Another thing I found very interesting upon further reflection, was the thought of the realization of our own names. I think I equated my name to possession almost before I realized that it meant "me". I named all of my baby dolls after myself, and the color of their outfits. I remember pushing Blue Mariana and Yellow Mariana around in strollers through the foyer of my home, "shopping", and then taking them back to the family room, and "cooking" for them with my blue, white, yellow, and pink accented kitchen set--plastic food, utensil, dishes, and all! They were my dolls, Mariana's dolls and I named them accordingly I suppose.
Which still led me to wonder if memories can be "created" with pictures and videos, or they can last for decades with out any visual or audio ques, then could they be recovered without the use of the ques? The article referenced different kinds of memory, and what that has to do with the wiring of the brain, etc. This article seemed to suggest similar concepts:
http://www.newscientist.com/article/dn11739-lost-memories-could-be-restored-by-rewiring-brain.html
http://www.newscientist.com/article/dn11739-lost-memories-could-be-restored-by-rewiring-brain.html
The person being interviewed in this article (Li-Huei Tsai) suggests that if what they were looking into (a few years back now) was possible, that memories that we might consider "lost" are still "saved" somewhere, much like Whitrow, suggesting that we just need to learn how to draw them out. If this is the case, I still wonder what kind of progress has been made in this field-degenerative diseases are still a problem, so obviously this solution has yet to be perfected...

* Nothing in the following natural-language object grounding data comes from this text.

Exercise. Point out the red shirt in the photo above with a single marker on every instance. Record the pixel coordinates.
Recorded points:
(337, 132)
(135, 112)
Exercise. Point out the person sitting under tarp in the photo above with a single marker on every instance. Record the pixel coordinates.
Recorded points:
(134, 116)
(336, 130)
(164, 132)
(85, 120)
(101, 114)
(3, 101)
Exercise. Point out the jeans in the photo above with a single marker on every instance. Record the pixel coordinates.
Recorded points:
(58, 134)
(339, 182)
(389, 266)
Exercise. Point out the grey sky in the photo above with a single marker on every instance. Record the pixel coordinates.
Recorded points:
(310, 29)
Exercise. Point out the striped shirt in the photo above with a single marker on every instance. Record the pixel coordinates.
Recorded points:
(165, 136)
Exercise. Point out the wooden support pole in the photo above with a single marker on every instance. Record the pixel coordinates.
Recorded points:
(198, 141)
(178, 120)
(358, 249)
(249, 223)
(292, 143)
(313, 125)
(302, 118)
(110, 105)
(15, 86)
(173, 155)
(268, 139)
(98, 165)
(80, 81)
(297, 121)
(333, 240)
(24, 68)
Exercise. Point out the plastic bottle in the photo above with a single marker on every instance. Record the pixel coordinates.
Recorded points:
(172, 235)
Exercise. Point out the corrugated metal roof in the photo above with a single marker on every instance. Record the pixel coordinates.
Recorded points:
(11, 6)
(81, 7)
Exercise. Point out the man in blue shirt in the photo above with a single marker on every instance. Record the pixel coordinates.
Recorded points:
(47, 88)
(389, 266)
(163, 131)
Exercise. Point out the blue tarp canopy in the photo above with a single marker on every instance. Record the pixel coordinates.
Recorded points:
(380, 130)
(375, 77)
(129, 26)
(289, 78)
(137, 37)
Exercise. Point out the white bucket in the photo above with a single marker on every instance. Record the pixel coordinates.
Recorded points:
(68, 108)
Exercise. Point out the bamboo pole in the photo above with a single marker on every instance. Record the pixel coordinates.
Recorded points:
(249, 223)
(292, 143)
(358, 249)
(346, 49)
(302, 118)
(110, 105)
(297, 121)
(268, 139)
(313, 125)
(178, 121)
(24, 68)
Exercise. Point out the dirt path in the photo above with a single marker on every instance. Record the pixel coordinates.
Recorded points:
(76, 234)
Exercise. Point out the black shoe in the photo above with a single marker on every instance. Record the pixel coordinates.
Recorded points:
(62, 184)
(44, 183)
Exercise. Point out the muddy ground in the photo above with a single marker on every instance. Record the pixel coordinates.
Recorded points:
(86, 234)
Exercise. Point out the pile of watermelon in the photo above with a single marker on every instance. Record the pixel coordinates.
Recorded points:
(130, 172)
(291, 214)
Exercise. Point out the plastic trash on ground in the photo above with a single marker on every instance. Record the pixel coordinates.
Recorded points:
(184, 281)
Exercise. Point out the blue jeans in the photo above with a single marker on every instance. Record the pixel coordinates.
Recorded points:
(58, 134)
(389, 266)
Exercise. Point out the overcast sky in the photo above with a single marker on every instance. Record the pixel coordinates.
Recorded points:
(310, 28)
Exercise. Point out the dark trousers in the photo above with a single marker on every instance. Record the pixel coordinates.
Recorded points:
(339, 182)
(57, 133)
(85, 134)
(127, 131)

Which leads me to my specific questions:
-Are we ever able to really determine/prove if a memory we pull from our "blocks of wax" is genuine, or if we have learned it through repetition of pictures/stories/etc. (Or is it just a matter of trusting ourselves, that we have original data running through our head, that has yet to be altered by a current reminder (ie. photos)?
-How much do our emotions tie into how we remember something, how long we remember it, how we look back on something as certain intervals of time pass...we humans are an emotional species, does that change how we are "wired" drastically, say from other primates? Or do we just use the same wiring a little differently? Does emotion have nothing to do with the process at all? Do we just think our feelings have something to do with it?